Ce qu'il préfère définir simplement comme «une histoire d'amour entre un homme et une femme» débute par hasard, lors d'une soirée dans le IXe arrondissement parisien. Y sont présents Jean-Marie Le Pen et sa fille, Yann, la sœur de Marine. «Alors que Jean-Marie monopolise l'attention, je ne quitte pas Yann des yeux.» Les deux convives passeront la nuit ensemble et les quelques jours qui suivent, avant de se séparer. «Pour moi, cette histoire était terminée», avoue-t-il. Ce n'est que dix mois plus tard qu'il apprend l'existence de sa fille.
Tenu à l'écart par les Le Pen, Roger Auque ne verra plus Marion après le mariage de Yann Le Pen. Ce n'est qu'en 2002, durant l'entre-deux tours historique pour le parti frontiste, qu'il reprendra contact avec sa fille. «Depuis, nous n'avons jamais cessé de nous voir», explique celui qui se voit comme un «parrain» auprès de Marion. «Elle m'écoutait. Je pense être à l'origine de son lancement en politique», estime l'ex-journaliste, se souvenant qu'«à l'origine, elle n'était pas du tout d'extrême-droite». En septembre 2014, Marion Maréchal-Le Pen sera présente aux obsèques du journaliste en compagnie de sa mère.
Ambassadeur grâce à Sarkozy
Les amitiés politiques jalonnent l'ouvrage de Roger Auque. L'ancien journaliste devenu diplomate raconte notamment comment sa carrière d'ambassadeur en Érythrée a été lancée par Nicolas Sarkozy. En 2009, Roger Auque parvient à rencontrer le président d'alors, qu'il connaissait déjà, pour lui demander de l'aide dans le lancement de sa carrière politique: «Je lui ai demandé un coup de pouce pour les élections européennes.» Nicolas Sarkozy voit plus grand pour le journaliste. «Il faut que Roger soit ambassadeur», s'empresse-t-il d'exiger auprès de son conseiller, par téléphone. En quelques minutes, l'affaire est bouclée: «Tu seras ambassadeur», annonce le président en raccrochant.
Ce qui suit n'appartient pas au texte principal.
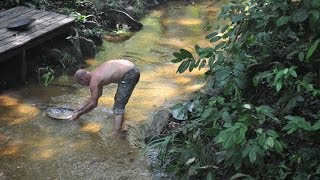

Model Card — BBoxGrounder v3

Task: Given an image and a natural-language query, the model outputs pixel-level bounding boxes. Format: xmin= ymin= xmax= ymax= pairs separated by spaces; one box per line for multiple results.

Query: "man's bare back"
xmin=71 ymin=59 xmax=140 ymax=137
xmin=91 ymin=59 xmax=134 ymax=85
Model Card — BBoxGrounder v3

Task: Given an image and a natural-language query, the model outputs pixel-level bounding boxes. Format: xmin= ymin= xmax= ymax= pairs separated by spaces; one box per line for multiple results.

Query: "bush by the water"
xmin=148 ymin=0 xmax=320 ymax=179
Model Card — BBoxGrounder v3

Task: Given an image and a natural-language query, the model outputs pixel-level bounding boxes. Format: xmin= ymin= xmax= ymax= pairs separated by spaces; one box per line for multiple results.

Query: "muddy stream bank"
xmin=0 ymin=1 xmax=221 ymax=180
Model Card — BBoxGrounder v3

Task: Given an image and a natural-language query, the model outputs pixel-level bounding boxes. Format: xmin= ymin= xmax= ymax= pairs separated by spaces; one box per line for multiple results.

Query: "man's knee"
xmin=113 ymin=108 xmax=125 ymax=115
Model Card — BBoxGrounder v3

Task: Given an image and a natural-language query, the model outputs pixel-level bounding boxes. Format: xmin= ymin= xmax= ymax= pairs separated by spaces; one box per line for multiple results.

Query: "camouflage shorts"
xmin=113 ymin=66 xmax=140 ymax=115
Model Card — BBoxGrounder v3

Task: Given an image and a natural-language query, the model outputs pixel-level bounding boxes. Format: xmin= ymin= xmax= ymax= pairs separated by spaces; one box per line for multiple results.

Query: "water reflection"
xmin=0 ymin=2 xmax=222 ymax=179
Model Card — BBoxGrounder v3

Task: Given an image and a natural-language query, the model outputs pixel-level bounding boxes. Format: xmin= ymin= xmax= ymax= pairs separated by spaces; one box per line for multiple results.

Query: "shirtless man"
xmin=71 ymin=59 xmax=140 ymax=137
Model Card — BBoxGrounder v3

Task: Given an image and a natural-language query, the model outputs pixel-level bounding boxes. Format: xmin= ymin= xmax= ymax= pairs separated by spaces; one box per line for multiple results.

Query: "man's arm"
xmin=71 ymin=85 xmax=103 ymax=120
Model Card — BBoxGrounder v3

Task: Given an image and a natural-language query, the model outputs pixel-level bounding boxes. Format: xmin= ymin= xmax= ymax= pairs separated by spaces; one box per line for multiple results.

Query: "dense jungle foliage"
xmin=148 ymin=0 xmax=320 ymax=179
xmin=0 ymin=0 xmax=147 ymax=86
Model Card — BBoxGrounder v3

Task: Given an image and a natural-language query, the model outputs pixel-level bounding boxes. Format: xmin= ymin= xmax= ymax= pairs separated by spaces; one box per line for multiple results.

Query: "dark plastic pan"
xmin=7 ymin=18 xmax=36 ymax=30
xmin=46 ymin=107 xmax=74 ymax=120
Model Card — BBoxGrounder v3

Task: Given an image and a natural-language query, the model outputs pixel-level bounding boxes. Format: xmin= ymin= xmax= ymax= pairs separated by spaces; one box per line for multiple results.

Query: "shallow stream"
xmin=0 ymin=1 xmax=221 ymax=180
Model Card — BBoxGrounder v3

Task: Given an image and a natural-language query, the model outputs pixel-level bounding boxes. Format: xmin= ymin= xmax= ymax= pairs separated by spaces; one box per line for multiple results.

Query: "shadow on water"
xmin=0 ymin=1 xmax=224 ymax=179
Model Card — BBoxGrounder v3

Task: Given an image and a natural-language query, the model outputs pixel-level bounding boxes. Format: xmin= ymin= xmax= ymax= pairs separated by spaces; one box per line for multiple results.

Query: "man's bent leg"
xmin=111 ymin=114 xmax=124 ymax=138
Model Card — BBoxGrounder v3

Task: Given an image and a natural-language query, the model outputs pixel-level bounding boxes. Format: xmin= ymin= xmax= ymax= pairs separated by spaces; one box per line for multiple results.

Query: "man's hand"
xmin=69 ymin=112 xmax=80 ymax=121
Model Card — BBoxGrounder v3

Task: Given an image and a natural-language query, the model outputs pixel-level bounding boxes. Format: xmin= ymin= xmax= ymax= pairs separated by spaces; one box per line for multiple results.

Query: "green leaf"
xmin=230 ymin=173 xmax=250 ymax=180
xmin=205 ymin=32 xmax=218 ymax=39
xmin=276 ymin=82 xmax=282 ymax=91
xmin=299 ymin=52 xmax=304 ymax=61
xmin=199 ymin=59 xmax=207 ymax=70
xmin=231 ymin=14 xmax=244 ymax=23
xmin=173 ymin=52 xmax=185 ymax=60
xmin=220 ymin=25 xmax=229 ymax=33
xmin=210 ymin=36 xmax=221 ymax=43
xmin=276 ymin=16 xmax=290 ymax=27
xmin=316 ymin=164 xmax=320 ymax=174
xmin=177 ymin=59 xmax=191 ymax=73
xmin=171 ymin=59 xmax=182 ymax=63
xmin=291 ymin=9 xmax=309 ymax=23
xmin=306 ymin=39 xmax=320 ymax=60
xmin=289 ymin=68 xmax=298 ymax=77
xmin=266 ymin=137 xmax=274 ymax=148
xmin=287 ymin=50 xmax=299 ymax=59
xmin=312 ymin=120 xmax=320 ymax=131
xmin=186 ymin=158 xmax=196 ymax=165
xmin=309 ymin=10 xmax=320 ymax=21
xmin=180 ymin=49 xmax=193 ymax=58
xmin=249 ymin=147 xmax=257 ymax=163
xmin=274 ymin=140 xmax=283 ymax=154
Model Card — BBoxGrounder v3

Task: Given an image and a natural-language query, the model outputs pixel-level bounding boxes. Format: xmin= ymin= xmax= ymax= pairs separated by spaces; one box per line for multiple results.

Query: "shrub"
xmin=150 ymin=0 xmax=320 ymax=179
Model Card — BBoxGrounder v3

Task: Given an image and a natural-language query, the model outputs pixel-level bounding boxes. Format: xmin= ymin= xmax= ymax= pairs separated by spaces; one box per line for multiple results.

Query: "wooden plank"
xmin=0 ymin=13 xmax=66 ymax=47
xmin=0 ymin=20 xmax=72 ymax=62
xmin=0 ymin=6 xmax=26 ymax=19
xmin=0 ymin=11 xmax=49 ymax=37
xmin=0 ymin=11 xmax=53 ymax=42
xmin=0 ymin=17 xmax=74 ymax=54
xmin=0 ymin=8 xmax=37 ymax=28
xmin=0 ymin=10 xmax=44 ymax=29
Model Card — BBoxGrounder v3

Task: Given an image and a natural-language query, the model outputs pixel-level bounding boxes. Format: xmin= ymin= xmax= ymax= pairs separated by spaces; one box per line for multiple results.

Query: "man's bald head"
xmin=74 ymin=69 xmax=90 ymax=85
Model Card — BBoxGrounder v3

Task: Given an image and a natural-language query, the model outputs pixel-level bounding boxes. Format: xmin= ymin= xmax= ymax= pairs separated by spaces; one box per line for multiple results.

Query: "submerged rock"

Toute sa vie, Roger Auque saura faire marcher ses amitiés politiques. «Je l'avoue, j'ai été souvent poussé par des politiques dans ma vie professionnelle», concède ce «proche» d'Arnaud Montebourg, des Chirac, d'Alain Juppé ou encore de Michèle Alliot-Marie.
«Mercenaire» des services secrets
Roger Auque revient également sur «une part d'ombre», son choix de devenir «“mercenaire” des services secrets», principalement pour des raisons financières. «Mon initiation a débuté au cours de l'été 1989», précise-t-il, soit deux ans après sa libération. Il collabore d'abord avec le Mossad: «J'ai été rémunéré par les services secrets israéliens pour effectuer certaines missions, par exemple des opérations secrètes en Syrie, sous couvert de reportage», assure-t-il, n'étant «nullement gêné par cette révélation». Le journaliste a également offert ses services à la DGSE française, avant de devenir un objet d'intérêt pour la CIA, selon son récit. «J'étais vraiment au cœur de la mécanique des services secrets internationaux dans les affaires d'otages.» Roger Auque revient d'ailleurs sur certaines de ses précédentes affirmations: «Contrairement à ce que j'ai affirmé (...) j'ai directement participé aux négociations qui ont conduit à la libération des otages anglais et américains» Terry Anderson et Terry Waite.
Roger Auque retrace ainsi son parcours «plein de plaies et de bosses», comme il le dit à plusieurs reprises. Sa carrière diplomatique tournera court lorsqu'on lui diagnostique, fin 2011, une tumeur au cerveau. Le cancer ne disparaîtra jamais et finira par l'emporter trois ans plus tard. Trois années pendant lesquelles «la France m'a laissé tomber», juge-t-il, ayant le sentiment d'être passé «du statut d'ambassadeur à celui de “clochard”». Le livre se termine sur cette colère.